Substitutions for Dietary Needs
- Low-carb: Serve the chicken curry with cauliflower rice or a big green salad for a lighter option.
- High-protein: Boost your meal by adding 100g (0.5 cup) of cooked chickpeas or black beans to the chicken layer.
- Vegetarian: Use plant-based protein like firm tofu or mushrooms with vegetable stock for a delicious alternative.
Flavor Boosters and Special Add-ins
- Golden fried onions (birista): A must for garnish and deep umami flavor.
- Saffron threads: Steeped in warm milk, they impart beautiful color and a delicate aroma.
- Rose or kewra water: A few drops can add an authentic, perfumed fragrance.
Step-by-Step Cooking Directions
Now, let’s get cooking! This section breaks down the process for making your simple chicken biryani recipe into manageable steps, ensuring a delicious and hearty family dinner. Pay attention to the sensory cues to guide you.
I find frying the onions to a deep golden color is a crucial step; it truly builds the foundational depth for the entire simple chicken biryani recipe.
Prep and Marination
- 1. Marinate chicken: Combine 700 g (1.5 lb) chicken with 120 g (0.5 cup) yogurt, 1 tbsp ginger-garlic paste, 2-3 green chilies, 1/2 tsp turmeric, 1/2 tsp red chili powder, 1 tsp ground coriander, 1/2 tsp ground cumin, 1/2 tsp garam masala, and 1 tsp salt. Mix well and let marinate for at least 20 minutes (up to 2 hours). Rinse 500 g (2.5 cups) basmati rice until water runs clear, soak 30 minutes, then drain. This readies your chicken and rice for a flavorful simple chicken biryani recipe.
Cooking the Layers
- 2. Cook basmati rice: Par-boil 500 g (2.5 cups) rice in 2 liters (8 cups) salted boiling water for 5-7 minutes until 70% cooked; grains should be elongated but still have a slight bite. Drain immediately and thoroughly.
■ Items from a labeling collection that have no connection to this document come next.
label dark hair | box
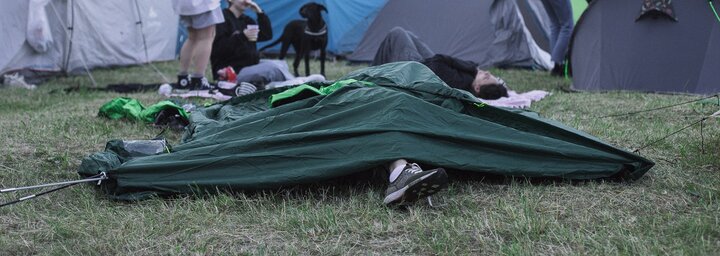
[475,84,508,100]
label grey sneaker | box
[383,163,448,205]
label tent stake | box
[0,173,108,193]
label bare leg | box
[178,27,197,75]
[191,25,215,74]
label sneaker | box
[190,77,215,90]
[217,81,257,97]
[550,63,565,77]
[173,74,190,90]
[383,163,448,205]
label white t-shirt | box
[173,0,220,15]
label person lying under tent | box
[372,27,508,100]
[78,61,654,205]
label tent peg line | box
[0,172,108,208]
[580,94,720,120]
[633,117,709,153]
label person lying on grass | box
[372,27,508,100]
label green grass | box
[0,61,720,255]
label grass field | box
[0,59,720,255]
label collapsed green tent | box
[79,62,654,199]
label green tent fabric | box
[98,97,188,123]
[79,62,654,199]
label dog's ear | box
[300,3,312,19]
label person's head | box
[228,0,250,13]
[472,69,508,100]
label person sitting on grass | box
[372,27,508,100]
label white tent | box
[0,0,178,82]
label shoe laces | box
[404,163,422,174]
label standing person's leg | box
[175,24,197,89]
[178,27,197,75]
[372,27,435,66]
[552,0,574,63]
[543,0,574,63]
[191,25,215,77]
[541,0,560,61]
[178,8,225,90]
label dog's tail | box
[258,36,282,52]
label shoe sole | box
[383,168,448,205]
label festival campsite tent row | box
[0,0,178,80]
[0,0,564,80]
[78,62,654,200]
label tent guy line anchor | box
[0,172,109,208]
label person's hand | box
[243,28,259,42]
[243,0,262,13]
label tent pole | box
[135,0,170,83]
[50,1,98,88]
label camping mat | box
[79,62,654,200]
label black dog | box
[259,3,327,76]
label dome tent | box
[569,0,720,94]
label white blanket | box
[482,90,550,108]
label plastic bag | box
[25,0,53,53]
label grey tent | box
[348,0,551,69]
[0,0,178,82]
[570,0,720,94]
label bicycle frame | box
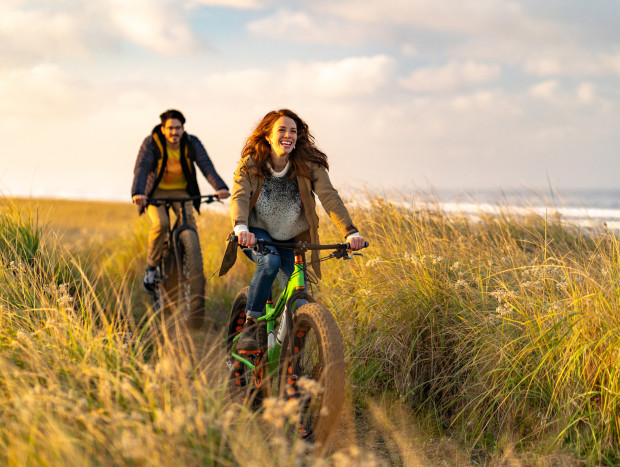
[231,249,314,372]
[231,240,368,373]
[148,195,219,280]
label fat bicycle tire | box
[226,287,271,409]
[279,303,345,446]
[177,229,205,325]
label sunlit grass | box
[0,195,620,465]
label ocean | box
[436,189,620,231]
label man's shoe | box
[142,266,159,293]
[237,316,258,351]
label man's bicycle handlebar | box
[146,195,220,206]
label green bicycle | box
[226,239,368,445]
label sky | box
[0,0,620,201]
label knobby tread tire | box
[279,303,345,447]
[226,287,271,409]
[177,229,205,324]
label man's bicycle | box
[226,239,368,445]
[147,195,219,326]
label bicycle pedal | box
[237,350,264,355]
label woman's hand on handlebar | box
[347,237,366,251]
[215,188,230,200]
[131,195,146,208]
[237,232,256,248]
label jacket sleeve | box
[190,136,228,191]
[230,159,252,227]
[131,136,155,197]
[311,164,358,238]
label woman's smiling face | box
[267,117,297,156]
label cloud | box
[109,0,197,54]
[0,0,199,67]
[193,0,261,10]
[400,61,501,92]
[248,9,367,45]
[529,79,560,100]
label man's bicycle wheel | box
[279,303,345,445]
[177,229,205,326]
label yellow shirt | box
[157,148,187,190]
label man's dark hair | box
[159,109,185,125]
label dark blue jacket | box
[131,125,228,214]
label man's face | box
[161,118,184,147]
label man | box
[131,110,230,292]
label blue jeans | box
[243,227,295,318]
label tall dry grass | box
[0,203,388,466]
[0,195,620,465]
[323,193,620,464]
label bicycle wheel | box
[177,229,205,326]
[279,303,344,445]
[226,287,271,408]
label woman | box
[230,109,365,350]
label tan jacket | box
[230,157,357,278]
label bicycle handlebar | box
[231,235,369,251]
[146,195,220,206]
- 3. Prepare chicken base: In a large 10-inch Dutch oven, fry 3 sliced onions in 100 ml (7 tbsp) ghee/oil until deep golden (15-20 min); reserve half. Sauté whole spices, 1 tbsp ginger-garlic paste, chilies (1 min, fragrant), then tomato (3-4 min, softened). Add marinated chicken and remaining spices; cook 8-10 minutes until lightly browned. Pour in 120 ml (0.5 cup) hot water/broth; simmer, cover, cook 15 min until chicken is 70% done and slightly firm. If the chicken mixture looks too dry, splash in 1-2 Tbsp hot water.
- 4. Layer the biryani: Spread half the par-boiled rice over the chicken curry, then spoon chicken curry over it, then remaining rice. Dollop the vibrant green herb swirl (spinach, mint, cilantro, ginger, chili, yogurt, water blended) and saffron milk. Swirl gently for distinct ribbons of color; sprinkle with half the reserved fried onions.
The ‘Dum’ Cooking Method
- 5. Seal and cook: Cover the pot tightly with aluminum foil, then secure the lid. Place on low heat for 25 minutes (dum cooking). Turn off heat and let rest 10 minutes, undisturbed, allowing flavors to meld and rice to finish cooking beautifully.
Shortcuts for Busy Cooks
- Use pre-cut chicken and store-bought ginger-garlic paste to save time.
- Opt for an Instant Pot or pressure cooker for faster cooking of both chicken and biryani layers.
- Prepare the fried onions ahead of time, or use quality store-bought crispy fried onions.
Notes on Variations
- Holiday Twist: Add toasted cashews or golden raisins to the layers for a richer, festive simple chicken biryani recipe.
- Meal Prep Version: Cook chicken and rice separately, then layer and ‘dum’ cook just before serving for fresh results.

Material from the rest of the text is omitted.